There is one reason God left you here on earth. He didn't leave you here to build a successful career. He didn't leave you here to accumulate the biggest pile of money you can accumulate. You're gonna leave it all behind anyway. He didn't even leave you here to have a happy family life. You're saying that on mother's day? I mean, that's not my purpose, to have a happy family life?
My old professor Howard Heindrichs, who's in heaven, nobody taught more about the family than he did, but you know what he said one time? He said, "Christians have made a fetish out of the family. They think the highest ideal is for me to be happy in my marriage, or with my kids". No, that's not his ultimate purpose for you. Jesus had a lousy family life. I mean, he was always at odds with his brothers and sisters. Sometimes, even with his mom, you know. He understood his purpose was to do the will of God. God has left you and me here for one reason, and that is to share Christ with as many people as possible.
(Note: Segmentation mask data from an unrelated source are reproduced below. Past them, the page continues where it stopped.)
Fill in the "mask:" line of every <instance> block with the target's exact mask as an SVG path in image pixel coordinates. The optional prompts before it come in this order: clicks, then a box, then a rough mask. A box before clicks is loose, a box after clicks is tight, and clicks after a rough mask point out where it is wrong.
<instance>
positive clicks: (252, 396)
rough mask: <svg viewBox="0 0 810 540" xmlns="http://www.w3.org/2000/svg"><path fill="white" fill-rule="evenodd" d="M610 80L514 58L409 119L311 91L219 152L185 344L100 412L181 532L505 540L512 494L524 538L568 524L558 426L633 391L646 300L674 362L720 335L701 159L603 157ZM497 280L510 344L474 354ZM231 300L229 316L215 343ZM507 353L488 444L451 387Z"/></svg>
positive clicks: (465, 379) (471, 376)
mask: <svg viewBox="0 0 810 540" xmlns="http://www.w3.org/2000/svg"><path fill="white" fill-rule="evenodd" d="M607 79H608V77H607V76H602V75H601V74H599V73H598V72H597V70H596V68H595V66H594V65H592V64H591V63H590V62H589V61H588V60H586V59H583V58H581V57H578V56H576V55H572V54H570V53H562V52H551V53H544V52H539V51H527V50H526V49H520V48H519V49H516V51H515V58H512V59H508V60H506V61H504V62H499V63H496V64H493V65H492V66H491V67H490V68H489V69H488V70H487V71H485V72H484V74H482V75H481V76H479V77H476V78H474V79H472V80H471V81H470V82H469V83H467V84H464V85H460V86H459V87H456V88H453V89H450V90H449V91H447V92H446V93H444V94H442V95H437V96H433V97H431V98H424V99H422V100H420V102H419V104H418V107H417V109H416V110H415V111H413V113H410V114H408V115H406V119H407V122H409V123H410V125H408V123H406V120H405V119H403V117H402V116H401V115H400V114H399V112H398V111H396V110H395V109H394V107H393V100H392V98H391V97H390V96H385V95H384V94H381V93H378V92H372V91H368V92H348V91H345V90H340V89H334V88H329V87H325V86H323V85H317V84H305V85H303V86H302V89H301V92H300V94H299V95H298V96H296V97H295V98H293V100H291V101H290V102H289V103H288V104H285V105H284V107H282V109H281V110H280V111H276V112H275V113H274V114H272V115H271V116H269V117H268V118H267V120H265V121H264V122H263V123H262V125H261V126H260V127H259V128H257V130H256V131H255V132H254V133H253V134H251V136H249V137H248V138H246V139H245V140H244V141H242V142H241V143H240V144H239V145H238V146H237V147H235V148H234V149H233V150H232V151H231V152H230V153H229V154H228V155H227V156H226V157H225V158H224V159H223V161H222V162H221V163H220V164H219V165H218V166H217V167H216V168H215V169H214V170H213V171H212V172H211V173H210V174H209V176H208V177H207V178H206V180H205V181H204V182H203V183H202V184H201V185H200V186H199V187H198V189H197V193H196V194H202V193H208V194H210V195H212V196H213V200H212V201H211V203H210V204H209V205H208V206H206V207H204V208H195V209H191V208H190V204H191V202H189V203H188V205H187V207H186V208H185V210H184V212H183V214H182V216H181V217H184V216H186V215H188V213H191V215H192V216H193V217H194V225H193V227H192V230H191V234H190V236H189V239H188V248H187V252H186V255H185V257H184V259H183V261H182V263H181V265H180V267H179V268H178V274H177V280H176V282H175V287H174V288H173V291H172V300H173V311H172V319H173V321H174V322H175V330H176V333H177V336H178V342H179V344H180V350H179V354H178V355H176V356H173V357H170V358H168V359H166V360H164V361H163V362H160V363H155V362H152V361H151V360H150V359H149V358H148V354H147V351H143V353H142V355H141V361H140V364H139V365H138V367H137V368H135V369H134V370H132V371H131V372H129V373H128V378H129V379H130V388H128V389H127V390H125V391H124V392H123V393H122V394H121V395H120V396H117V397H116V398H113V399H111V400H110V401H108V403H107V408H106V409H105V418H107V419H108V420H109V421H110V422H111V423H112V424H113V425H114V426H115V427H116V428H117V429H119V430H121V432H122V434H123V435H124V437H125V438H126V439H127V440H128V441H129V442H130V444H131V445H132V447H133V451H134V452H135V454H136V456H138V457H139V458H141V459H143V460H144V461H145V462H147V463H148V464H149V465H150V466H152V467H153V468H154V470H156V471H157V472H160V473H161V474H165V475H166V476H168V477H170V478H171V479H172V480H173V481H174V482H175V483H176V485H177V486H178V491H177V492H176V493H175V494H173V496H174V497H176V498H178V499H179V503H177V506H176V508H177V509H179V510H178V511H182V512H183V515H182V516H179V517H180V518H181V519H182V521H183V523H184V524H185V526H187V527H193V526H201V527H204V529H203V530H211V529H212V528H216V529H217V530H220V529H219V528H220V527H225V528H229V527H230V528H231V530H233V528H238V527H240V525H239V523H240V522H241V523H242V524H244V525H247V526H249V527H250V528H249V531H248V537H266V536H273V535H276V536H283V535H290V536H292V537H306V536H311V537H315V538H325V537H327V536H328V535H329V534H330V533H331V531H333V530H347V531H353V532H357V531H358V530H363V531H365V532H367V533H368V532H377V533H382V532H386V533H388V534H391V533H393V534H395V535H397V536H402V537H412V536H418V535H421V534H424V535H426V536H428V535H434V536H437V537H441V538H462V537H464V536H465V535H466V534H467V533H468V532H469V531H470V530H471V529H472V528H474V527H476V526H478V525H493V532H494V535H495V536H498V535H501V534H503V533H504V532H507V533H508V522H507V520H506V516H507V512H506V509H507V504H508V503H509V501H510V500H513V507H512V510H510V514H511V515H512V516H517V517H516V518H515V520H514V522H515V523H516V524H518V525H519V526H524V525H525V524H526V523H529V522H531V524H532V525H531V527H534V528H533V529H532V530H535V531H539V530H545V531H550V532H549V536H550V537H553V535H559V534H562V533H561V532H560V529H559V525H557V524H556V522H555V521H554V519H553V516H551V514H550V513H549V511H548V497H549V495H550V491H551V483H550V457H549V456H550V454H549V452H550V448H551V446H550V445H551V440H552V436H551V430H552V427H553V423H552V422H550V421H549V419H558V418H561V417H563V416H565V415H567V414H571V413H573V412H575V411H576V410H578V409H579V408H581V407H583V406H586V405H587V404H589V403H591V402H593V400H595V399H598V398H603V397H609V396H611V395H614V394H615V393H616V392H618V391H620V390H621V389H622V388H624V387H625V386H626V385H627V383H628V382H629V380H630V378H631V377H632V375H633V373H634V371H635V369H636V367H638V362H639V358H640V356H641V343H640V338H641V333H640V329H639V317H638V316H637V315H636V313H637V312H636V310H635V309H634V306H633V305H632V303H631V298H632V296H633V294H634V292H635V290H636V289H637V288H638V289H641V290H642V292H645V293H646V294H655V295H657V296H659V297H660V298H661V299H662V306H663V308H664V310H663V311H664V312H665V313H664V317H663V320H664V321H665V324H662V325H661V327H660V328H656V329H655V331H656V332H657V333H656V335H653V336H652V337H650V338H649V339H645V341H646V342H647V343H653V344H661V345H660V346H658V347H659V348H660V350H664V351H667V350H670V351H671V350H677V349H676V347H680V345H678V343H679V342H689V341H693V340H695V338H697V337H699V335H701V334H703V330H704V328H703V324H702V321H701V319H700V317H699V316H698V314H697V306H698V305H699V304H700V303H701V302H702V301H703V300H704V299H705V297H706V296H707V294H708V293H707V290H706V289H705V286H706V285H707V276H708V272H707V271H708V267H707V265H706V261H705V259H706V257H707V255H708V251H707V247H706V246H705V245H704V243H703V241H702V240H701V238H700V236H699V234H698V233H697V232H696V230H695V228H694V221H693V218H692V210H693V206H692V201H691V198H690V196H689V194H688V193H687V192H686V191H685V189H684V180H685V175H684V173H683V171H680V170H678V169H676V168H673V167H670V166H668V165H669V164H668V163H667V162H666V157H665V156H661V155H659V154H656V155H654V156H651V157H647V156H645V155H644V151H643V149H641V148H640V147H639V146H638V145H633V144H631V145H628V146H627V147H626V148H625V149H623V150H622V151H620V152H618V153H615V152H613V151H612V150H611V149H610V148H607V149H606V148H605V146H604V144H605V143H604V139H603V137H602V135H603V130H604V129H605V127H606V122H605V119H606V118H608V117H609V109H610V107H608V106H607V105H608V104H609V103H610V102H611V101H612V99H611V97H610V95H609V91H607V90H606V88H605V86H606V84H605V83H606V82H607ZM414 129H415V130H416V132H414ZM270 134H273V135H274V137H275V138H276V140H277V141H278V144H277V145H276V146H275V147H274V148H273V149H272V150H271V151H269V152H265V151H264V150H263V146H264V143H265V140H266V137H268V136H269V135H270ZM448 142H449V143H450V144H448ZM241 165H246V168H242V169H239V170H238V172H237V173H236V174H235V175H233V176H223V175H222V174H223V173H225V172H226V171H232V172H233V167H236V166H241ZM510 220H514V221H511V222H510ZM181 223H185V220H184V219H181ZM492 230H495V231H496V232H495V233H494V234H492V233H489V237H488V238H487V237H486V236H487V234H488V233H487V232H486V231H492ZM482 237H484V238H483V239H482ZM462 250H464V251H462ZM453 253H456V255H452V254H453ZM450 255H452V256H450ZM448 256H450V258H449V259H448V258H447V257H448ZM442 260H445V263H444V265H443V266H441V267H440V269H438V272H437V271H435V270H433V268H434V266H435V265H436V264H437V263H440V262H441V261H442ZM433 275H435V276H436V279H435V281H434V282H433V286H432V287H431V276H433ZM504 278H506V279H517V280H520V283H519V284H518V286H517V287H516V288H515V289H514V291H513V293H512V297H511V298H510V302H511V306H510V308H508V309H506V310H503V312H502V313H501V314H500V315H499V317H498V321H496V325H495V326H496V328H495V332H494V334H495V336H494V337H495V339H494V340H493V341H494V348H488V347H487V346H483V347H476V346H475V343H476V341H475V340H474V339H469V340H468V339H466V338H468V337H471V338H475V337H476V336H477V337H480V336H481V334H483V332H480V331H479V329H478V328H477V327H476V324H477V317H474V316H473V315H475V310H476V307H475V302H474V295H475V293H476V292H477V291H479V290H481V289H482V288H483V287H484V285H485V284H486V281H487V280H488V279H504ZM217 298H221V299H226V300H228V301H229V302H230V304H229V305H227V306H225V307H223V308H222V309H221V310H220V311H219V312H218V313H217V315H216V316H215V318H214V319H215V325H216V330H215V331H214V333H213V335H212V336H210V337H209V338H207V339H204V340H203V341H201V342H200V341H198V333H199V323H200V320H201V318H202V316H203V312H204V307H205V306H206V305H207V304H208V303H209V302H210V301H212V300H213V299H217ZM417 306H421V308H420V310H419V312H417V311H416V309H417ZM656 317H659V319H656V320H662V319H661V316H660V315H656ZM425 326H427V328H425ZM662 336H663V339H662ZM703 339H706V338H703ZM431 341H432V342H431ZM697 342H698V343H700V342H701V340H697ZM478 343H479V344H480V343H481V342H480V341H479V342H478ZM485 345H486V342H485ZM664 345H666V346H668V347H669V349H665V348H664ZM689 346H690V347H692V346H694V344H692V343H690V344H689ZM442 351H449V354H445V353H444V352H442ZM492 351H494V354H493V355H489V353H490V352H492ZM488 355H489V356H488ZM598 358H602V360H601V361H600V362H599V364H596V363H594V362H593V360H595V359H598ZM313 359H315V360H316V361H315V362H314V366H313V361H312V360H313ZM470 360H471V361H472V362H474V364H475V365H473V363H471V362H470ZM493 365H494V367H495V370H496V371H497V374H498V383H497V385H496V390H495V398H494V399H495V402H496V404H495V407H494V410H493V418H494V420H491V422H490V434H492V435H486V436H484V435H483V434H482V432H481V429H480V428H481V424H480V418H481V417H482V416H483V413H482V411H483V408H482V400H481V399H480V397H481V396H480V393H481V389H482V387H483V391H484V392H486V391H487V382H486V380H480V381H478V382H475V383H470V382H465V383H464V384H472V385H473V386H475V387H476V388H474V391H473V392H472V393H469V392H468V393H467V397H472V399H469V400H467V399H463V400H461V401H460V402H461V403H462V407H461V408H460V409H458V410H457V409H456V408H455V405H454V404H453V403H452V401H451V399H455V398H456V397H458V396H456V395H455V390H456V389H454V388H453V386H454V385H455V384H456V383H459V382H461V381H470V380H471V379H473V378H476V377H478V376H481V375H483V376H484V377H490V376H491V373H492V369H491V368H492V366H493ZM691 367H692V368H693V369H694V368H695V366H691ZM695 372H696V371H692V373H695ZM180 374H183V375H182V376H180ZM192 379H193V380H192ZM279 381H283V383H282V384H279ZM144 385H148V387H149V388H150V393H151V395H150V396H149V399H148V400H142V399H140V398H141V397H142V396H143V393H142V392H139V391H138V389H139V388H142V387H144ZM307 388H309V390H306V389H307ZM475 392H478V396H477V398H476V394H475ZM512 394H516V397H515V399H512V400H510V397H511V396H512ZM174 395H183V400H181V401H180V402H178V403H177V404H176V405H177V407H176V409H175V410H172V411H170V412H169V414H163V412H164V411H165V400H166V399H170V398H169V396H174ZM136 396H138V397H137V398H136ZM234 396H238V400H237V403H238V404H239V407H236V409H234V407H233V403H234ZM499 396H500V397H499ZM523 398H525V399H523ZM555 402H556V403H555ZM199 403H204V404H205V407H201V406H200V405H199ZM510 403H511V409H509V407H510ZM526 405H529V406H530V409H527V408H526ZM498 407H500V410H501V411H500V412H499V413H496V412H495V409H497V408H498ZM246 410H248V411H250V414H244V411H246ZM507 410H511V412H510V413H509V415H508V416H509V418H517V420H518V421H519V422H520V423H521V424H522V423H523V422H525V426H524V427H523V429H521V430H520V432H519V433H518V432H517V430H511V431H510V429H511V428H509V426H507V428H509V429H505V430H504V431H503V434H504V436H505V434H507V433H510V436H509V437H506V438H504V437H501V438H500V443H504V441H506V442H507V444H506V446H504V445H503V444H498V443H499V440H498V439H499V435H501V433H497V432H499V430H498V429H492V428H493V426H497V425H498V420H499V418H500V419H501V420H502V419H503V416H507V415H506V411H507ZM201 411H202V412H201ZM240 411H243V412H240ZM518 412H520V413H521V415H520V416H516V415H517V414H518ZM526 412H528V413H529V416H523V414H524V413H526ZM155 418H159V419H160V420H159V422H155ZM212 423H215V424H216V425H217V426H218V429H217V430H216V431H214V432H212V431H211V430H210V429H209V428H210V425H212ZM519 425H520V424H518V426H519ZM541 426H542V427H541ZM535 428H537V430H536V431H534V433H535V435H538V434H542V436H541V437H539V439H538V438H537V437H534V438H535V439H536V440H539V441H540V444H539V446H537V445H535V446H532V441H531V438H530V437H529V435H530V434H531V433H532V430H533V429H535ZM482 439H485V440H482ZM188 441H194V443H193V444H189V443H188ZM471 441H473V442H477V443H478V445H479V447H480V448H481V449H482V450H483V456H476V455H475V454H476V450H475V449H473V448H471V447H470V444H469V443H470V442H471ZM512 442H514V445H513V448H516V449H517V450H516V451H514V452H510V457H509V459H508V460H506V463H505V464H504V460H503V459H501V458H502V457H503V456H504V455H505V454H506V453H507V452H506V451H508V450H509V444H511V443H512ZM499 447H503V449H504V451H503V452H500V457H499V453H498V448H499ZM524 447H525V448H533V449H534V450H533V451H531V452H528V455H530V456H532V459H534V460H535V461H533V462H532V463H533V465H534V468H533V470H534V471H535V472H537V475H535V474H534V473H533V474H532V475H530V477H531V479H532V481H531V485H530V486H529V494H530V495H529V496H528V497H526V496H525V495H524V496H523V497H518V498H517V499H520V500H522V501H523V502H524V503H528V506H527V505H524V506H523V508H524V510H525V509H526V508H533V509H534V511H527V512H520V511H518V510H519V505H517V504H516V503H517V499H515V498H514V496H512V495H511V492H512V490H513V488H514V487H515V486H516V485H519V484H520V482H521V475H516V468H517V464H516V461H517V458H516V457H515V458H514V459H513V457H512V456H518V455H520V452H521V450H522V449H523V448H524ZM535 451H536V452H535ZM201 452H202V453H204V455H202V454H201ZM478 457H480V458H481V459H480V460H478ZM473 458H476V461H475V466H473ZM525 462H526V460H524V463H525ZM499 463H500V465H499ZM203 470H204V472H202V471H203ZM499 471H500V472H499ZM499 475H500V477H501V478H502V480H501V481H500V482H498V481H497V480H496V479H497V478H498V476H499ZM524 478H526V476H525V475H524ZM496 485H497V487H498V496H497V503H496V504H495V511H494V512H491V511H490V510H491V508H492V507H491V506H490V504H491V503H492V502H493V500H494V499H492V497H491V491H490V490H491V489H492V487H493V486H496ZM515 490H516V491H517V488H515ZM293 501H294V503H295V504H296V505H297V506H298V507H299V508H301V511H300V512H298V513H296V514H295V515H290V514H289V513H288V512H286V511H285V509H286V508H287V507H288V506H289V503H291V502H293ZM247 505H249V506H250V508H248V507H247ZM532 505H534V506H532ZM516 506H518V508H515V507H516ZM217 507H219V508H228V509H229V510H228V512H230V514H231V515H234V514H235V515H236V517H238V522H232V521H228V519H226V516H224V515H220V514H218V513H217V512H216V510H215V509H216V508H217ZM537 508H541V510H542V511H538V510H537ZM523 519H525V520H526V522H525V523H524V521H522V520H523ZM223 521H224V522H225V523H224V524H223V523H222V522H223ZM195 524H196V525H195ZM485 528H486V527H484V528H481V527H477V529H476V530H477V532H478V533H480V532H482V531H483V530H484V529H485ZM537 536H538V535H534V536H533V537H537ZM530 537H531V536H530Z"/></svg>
That's why we're organized as a church, to help Christians become stronger disciples and followers of Christ, but to take the message of Christ to as many people as possible. Do you understand that's why God has left you here, instead of taking you to heaven immediately?
Thursday, I had to make a day trip to California to preach to 700 pastors on the national day of prayer. I was sitting in the departure lounge, getting ready to board the plane. The captain was up at the desk, getting his paperwork. He looked over, he recognized me, and he came over, said he was a faithful listener to Pathway to Victory, and he said, "Would you like to come on board early? I'd like to show you the cockpit before the passengers come on. This is a brand new airplane". So I said, "Well, sure". So we went in, he gave me a little tour of the cockpit. We were standing there in the doorway.
He said, "You know, pastor, my vocation is being an airline captain. I've done it for 30 years". But he said, "My real calling is being a witness for Jesus Christ. My vocation is being an airline captain, but my real calling is being a witness for Christ". That guy got it. That's why we're here, to proclaim the favorable year of the Lord. But that favorable day of the year won't always last, because there is a day of vengeance coming when it will be too late to receive God's grace, and instead, we'll be destined to receive his judgment. When is that day of vengeance coming? When is the Lord returning to put an end to everything? I have no idea when that day is, but I think Paul was right when he said in Romans 13:11, "That day is closer today than it's ever been before". That was true 2000 years ago when Paul wrote it. Think how much more true that is today.